Thanks for the reply, but unfortunately I know most if not all of that already. I'm really just trying to find out what exactly tool looks for when compiling a collision jms. I'm trying to write a function for a program that decompiles a collision-geometry tag so that you have the original collision jms for a stock tag.


rododoonceagain
Joined: Dec 21, 2014

Left Halo because life


Posted: Apr 6, 2015 05:53 PM    Msg. 4 of 7       
Quote: --- Original message by: Stainless
I'm really just trying to find out what exactly tool looks for when compiling a collision jms


1) Faces must not overlap
2) Vertices must not overlap
3) Every face must have a material set to it
4) Geometry must be closed
5) No skin modifier must be used
And that's pretty much it, as far as my knowledge goes. However sometimes tool still doesn't like it for whatever reasons. Why does it, I can't say.


Stainless
Joined: Sep 21, 2014

Make the cop chase you. He will follow.


Posted: Apr 6, 2015 06:10 PM    Msg. 5 of 7       
Quote: --- Original message by: rododoonceagain
Quote: --- Original message by: Stainless
I'm really just trying to find out what exactly tool looks for when compiling a collision jms


1) Faces must not overlap
2) Vertices must not overlap
3) Every face must have a material set to it
4) Geometry must be closed
5) No skin modifier must be used
And that's pretty much it, as far as my knowledge goes. However sometimes tool still doesn't like it for whatever reasons. Why does it, I can't say.
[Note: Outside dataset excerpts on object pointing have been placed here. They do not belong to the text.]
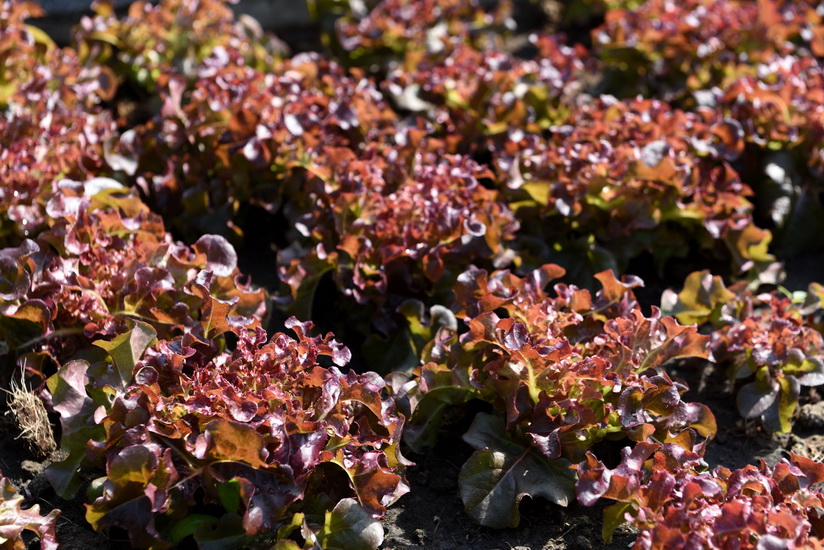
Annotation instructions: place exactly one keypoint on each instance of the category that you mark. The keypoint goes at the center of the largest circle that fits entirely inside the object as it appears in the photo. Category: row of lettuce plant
(422, 148)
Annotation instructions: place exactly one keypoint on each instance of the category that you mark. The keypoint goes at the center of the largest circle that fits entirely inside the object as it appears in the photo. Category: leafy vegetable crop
(567, 371)
(456, 201)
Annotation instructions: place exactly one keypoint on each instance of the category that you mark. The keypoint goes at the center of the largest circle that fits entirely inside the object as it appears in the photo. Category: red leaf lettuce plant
(620, 178)
(107, 261)
(52, 123)
(667, 493)
(14, 519)
(767, 339)
(563, 372)
(171, 36)
(259, 442)
(386, 228)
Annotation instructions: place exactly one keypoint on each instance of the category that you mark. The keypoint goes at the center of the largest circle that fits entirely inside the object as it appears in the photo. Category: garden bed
(451, 276)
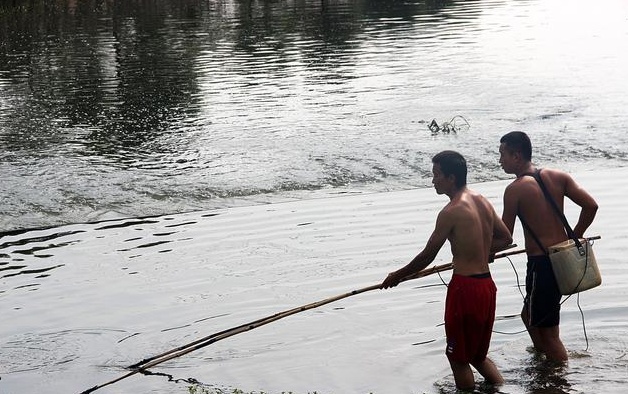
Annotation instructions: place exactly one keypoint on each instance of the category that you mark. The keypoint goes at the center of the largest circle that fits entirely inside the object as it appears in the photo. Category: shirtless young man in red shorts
(474, 231)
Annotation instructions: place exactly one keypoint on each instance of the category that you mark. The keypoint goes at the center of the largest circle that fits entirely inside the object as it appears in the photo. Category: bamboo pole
(150, 362)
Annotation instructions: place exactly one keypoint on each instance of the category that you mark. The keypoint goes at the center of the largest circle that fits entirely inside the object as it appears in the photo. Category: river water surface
(174, 168)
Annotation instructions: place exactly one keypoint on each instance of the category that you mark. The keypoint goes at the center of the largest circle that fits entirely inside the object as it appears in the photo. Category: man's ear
(451, 178)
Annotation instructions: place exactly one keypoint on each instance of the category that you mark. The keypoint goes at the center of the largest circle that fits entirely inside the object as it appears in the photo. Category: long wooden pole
(213, 338)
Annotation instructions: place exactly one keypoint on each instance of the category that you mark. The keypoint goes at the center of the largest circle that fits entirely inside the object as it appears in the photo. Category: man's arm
(586, 202)
(502, 237)
(444, 226)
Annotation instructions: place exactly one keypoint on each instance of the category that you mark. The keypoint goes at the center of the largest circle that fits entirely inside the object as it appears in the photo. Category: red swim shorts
(469, 316)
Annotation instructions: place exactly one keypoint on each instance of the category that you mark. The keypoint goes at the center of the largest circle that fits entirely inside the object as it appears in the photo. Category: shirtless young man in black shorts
(524, 198)
(474, 231)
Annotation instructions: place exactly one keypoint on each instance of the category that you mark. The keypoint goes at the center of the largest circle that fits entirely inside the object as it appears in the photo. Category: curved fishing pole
(208, 340)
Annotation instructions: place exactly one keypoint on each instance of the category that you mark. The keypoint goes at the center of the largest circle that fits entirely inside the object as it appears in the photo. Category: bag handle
(561, 215)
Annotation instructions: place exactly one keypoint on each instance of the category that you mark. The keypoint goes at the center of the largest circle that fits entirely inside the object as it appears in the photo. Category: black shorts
(542, 299)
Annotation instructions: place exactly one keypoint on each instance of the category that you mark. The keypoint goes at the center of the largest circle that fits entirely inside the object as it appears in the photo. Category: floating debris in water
(457, 124)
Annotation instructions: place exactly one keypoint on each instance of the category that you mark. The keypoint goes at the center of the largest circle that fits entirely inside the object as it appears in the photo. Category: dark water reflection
(141, 108)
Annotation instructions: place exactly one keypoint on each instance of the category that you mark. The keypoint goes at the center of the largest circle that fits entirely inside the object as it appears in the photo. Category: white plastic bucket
(574, 272)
Alright Thanks again, This does help me a bit. I guess things like pathfinding spheres are just generated when the jms is compiled in tool then?


bourrin33
Joined: Oct 19, 2009

HEK not installed tho


Posted: Apr 6, 2015 06:16 PM    Msg. 6 of 7       
I think pathfinding spheres are generated with a marker called #pathfinder in the collision geometry. I remember seeing that somewhere, but it might interfere with physics tags as physics spheres are markers that uses "#" denomination in JMS files for collision.

Pretty sure tool checks for 1 sealed object per bone, and it's region name


rododoonceagain
Joined: Dec 21, 2014

Left Halo because life


Posted: Apr 6, 2015 06:28 PM    Msg. 7 of 7       
Quote: --- Original message by: bourrin33
I think pathfinding spheres are generated with a marker called #pathfinder in the collision geometry. I remember seeing that somewhere, but it might interfere with physics tags as physics spheres are markers that uses "#" denomination in JMS files for collision.

Pretty sure tool checks for 1 sealed object per bone, and it's region name


It is in the gbxmodel, AFAIK. At least, scenery\c_storage\c_storage.gbxmodel has a marker calld #pathfinding or something along these lines.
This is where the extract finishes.